Saturday, January 18, 2014

Report: 1948 teens used their parents' vocabularies, while 2006 teens couldn't initiate conversations using adult language

Albert Mohler, "Commonplaces: teenagers, reading, and language" writes about books ("commonplace books") in which readers in times past recorded favorite items in their reading. The first of his is a book of essays by Jim Flynn, The torchlight list, which offers a global "road map" for reading.

Provocative stuff, if predictable. “Ask students what novelist they like best and you get a blank, or some reference to the author of airport trash,” he laments. He concludes:
In sum, in 1948 teenagers could both understand and use the vocabularies of their parents. In 2006 they could understand their parents but, to a surprising degree, could not initiate a conversation using adult language.
In the past, he says, teenagers “wanted to become adults and enjoy the privileges of adults.” Now, however, adolescents have their own distinct subculture that “is so attractive that some young adults want to remain in it through their twenties and even their thirties.”

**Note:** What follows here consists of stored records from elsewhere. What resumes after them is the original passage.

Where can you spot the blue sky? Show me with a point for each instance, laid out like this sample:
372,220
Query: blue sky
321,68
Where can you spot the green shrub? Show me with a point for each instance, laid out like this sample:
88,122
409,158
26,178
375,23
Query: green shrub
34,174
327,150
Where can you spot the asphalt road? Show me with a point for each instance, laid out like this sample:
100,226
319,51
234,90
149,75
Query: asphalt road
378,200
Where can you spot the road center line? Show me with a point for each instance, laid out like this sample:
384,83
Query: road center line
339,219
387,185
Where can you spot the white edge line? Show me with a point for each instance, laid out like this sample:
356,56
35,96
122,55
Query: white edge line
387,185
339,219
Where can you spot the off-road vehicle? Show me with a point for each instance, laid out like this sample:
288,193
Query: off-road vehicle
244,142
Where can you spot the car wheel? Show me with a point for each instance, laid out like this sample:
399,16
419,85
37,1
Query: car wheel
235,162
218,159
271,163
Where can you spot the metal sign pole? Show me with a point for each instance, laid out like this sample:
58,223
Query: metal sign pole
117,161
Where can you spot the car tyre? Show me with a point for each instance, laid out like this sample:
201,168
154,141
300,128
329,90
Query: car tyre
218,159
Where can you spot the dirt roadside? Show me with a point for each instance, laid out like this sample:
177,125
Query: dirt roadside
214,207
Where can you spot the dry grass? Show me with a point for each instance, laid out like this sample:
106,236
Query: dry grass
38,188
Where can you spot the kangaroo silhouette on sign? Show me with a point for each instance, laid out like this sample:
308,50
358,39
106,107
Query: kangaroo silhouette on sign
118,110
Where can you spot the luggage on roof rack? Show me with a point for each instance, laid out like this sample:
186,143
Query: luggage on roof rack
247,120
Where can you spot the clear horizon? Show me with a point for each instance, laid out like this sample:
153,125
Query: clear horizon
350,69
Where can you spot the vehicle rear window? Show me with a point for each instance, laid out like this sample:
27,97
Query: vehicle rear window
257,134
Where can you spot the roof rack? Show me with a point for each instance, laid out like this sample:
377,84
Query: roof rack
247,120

Mohler observes: "He does not write with scorn nor does he believe that the damage is always permanent. But he writes with a prophetic and wise voice that has to do as much with life as with books—and he warns of a life without books.

"Think and consider."

[Hat tip to JM]

1 comment:

dave b said...

Where is adult language learned? In novels? No. In church. Most people don't go anymore. And those that do tend to attend Al Mohler's type of church where all the sermons are "Faith faith faith. Faith alone. Faith alone. Amen." How will they learn adult language from that cave-man speak?